Manchas en la ropa: qué hacer según la mancha y el tejido
Con las manchas se pierden más prendas por el primer gesto que por la mancha en sí. Frotar, echar agua caliente o meterla directa a la secadora convierte una mancha tratable en una permanente.
Las tres reglas que evitan la mitad de los desastres
Antes de saber qué producto usar, conviene saber qué no hacer. Estas tres reglas se aplican a cualquier mancha y a cualquier tejido:
No frotes. Frotar extiende la mancha, la empuja hacia dentro del hilo y levanta las fibras de la superficie. Esa superficie levantada deja una zona mate que sigue viéndose cuando la mancha ya se ha ido, y eso no se corrige. Lo que hay que hacer es absorber: un paño blanco limpio, presión desde el borde exterior hacia el centro, y cambiar de zona del paño cada vez que se ensucie.
Frío por defecto. El calor fija. Las manchas con proteína —leche, huevo, sangre— coagulan con agua caliente y se quedan ahí para siempre. Y en cualquier prenda con elastano o viscosa, el agua caliente deforma antes de limpiar.

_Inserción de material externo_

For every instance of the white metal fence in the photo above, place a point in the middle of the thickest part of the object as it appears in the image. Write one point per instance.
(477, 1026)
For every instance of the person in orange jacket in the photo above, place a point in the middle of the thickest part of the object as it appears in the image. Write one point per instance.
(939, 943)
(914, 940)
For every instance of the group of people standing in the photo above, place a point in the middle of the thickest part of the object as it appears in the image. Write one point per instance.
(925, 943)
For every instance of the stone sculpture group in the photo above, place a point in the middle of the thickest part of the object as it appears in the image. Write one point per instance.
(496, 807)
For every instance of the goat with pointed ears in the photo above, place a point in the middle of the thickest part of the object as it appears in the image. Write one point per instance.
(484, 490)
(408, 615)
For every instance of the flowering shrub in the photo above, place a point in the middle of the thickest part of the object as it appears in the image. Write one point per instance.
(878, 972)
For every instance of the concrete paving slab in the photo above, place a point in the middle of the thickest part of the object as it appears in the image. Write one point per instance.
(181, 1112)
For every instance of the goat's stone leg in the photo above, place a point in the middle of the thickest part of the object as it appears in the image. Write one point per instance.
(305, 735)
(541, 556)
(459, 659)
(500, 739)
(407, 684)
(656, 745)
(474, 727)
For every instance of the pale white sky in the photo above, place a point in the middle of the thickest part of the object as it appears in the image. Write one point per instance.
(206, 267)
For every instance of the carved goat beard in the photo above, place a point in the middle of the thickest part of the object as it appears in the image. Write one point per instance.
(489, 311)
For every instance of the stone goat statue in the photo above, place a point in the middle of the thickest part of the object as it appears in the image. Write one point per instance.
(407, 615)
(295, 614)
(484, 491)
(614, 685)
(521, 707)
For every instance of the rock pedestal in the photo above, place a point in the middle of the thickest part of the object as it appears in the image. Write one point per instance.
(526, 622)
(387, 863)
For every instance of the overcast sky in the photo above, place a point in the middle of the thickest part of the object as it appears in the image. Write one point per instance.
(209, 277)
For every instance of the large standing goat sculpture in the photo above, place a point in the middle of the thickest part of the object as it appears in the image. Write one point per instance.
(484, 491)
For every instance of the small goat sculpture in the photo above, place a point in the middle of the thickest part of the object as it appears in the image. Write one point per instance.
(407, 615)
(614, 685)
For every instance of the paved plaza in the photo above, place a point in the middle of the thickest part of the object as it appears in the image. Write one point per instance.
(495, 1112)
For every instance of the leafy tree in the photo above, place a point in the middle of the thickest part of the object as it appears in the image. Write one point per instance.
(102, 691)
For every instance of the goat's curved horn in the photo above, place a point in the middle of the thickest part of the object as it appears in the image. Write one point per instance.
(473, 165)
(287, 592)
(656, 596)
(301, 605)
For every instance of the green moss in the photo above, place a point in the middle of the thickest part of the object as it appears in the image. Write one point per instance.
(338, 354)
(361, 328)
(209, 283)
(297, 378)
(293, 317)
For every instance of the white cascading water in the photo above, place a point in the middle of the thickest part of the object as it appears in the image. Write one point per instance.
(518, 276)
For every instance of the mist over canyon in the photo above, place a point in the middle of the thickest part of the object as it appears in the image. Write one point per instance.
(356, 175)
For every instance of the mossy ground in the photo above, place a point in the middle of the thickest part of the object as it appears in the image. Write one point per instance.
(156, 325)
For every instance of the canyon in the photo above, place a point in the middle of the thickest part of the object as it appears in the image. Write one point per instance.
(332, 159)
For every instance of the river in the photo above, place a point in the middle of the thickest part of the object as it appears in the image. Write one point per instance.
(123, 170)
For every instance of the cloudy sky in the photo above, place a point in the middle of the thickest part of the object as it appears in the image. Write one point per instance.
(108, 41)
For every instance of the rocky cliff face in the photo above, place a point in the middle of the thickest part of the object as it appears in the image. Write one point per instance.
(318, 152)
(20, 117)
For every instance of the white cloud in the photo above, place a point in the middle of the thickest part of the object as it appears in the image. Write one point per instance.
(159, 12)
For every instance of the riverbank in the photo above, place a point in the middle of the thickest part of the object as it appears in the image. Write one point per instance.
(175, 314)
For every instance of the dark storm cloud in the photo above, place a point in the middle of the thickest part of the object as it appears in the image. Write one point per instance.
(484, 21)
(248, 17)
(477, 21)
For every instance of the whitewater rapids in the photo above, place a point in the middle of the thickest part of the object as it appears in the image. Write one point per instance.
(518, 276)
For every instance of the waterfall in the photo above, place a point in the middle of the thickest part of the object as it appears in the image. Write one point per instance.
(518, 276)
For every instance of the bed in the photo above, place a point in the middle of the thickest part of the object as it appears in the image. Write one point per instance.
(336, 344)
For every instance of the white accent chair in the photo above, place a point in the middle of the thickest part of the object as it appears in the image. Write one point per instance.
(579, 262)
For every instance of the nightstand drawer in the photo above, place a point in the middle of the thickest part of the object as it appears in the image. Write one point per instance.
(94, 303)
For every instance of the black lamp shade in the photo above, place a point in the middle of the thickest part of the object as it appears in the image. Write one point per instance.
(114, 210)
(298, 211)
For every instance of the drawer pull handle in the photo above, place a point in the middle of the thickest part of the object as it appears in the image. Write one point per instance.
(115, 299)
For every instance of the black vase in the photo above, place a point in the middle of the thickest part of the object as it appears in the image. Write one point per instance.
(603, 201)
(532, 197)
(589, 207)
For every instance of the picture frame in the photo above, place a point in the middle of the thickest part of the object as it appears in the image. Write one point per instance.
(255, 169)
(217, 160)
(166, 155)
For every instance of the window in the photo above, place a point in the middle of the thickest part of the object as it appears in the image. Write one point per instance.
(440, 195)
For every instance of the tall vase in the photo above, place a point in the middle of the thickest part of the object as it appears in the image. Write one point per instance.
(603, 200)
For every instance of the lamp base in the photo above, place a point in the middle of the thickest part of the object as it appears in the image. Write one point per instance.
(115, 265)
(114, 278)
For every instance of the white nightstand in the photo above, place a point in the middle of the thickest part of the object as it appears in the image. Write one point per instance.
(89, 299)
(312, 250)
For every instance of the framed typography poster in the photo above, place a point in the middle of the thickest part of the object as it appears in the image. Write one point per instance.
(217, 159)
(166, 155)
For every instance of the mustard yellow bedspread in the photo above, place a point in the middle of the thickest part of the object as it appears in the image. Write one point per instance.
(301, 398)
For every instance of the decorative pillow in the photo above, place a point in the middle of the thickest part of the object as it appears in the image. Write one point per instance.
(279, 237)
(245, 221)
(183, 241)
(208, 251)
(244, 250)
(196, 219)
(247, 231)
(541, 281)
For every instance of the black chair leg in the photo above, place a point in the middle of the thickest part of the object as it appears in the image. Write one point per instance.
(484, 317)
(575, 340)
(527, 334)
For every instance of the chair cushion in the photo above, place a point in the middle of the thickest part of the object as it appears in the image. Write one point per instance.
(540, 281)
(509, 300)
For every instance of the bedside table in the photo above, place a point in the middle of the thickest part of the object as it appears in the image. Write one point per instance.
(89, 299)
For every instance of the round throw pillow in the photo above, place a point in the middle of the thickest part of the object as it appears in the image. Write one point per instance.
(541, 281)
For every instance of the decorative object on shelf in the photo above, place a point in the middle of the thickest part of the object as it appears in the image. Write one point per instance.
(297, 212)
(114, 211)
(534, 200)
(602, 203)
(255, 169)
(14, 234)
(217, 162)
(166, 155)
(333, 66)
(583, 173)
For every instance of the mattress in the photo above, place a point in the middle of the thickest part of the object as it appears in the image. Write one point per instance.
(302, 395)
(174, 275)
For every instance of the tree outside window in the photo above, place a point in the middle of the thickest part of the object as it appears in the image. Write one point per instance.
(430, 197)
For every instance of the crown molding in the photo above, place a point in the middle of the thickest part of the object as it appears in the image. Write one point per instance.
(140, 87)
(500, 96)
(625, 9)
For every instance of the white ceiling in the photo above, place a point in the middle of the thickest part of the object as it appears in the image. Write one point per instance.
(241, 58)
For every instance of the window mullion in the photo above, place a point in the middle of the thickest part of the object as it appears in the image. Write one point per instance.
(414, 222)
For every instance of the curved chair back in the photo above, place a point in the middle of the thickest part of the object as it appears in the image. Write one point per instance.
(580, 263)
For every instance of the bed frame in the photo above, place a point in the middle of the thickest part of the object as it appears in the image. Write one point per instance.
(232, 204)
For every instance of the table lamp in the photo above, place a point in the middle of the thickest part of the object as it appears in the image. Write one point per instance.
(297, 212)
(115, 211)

No mezcles productos. Ni por probar. Algunas combinaciones de limpiadores domésticos liberan gases irritantes y otras se neutralizan entre sí. Si un producto no ha funcionado, se enjuaga la zona con agua y se prueba otro, no se echa encima.
Cuenta el tiempo, no el esfuerzo
Una mancha reciente se va con agua y detergente; la misma mancha después de un ciclo de secadora puede no irse nunca. Entre esos dos momentos hay dos umbrales:
- Los primeros minutos. Aquí se gana o se pierde casi todo. Absorber el exceso antes de que penetre vale más que cualquier producto especializado aplicado media hora después.
- El primer calor. Secadora, plancha o radiador. El calor es lo que convierte una mancha en parte del tejido. Nunca se plancha ni se seca en máquina una prenda con una mancha que aún se ve: si sigue ahí después del lavado, se vuelve a tratar en frío.
Cada mancha responde a algo distinto
No hay un quitamanchas universal, porque las manchas no son todas iguales. Se comportan según de qué estén hechas:
- Grasas y aceites —base de maquillaje, corrector, aceite, muchos pintalabios— necesitan algo que las emulsione: detergente con capacidad desengrasante aplicado sobre la mancha en seco, antes de mojar la prenda. El poliéster es especialmente vulnerable a estas manchas porque su fibra las absorbe con facilidad.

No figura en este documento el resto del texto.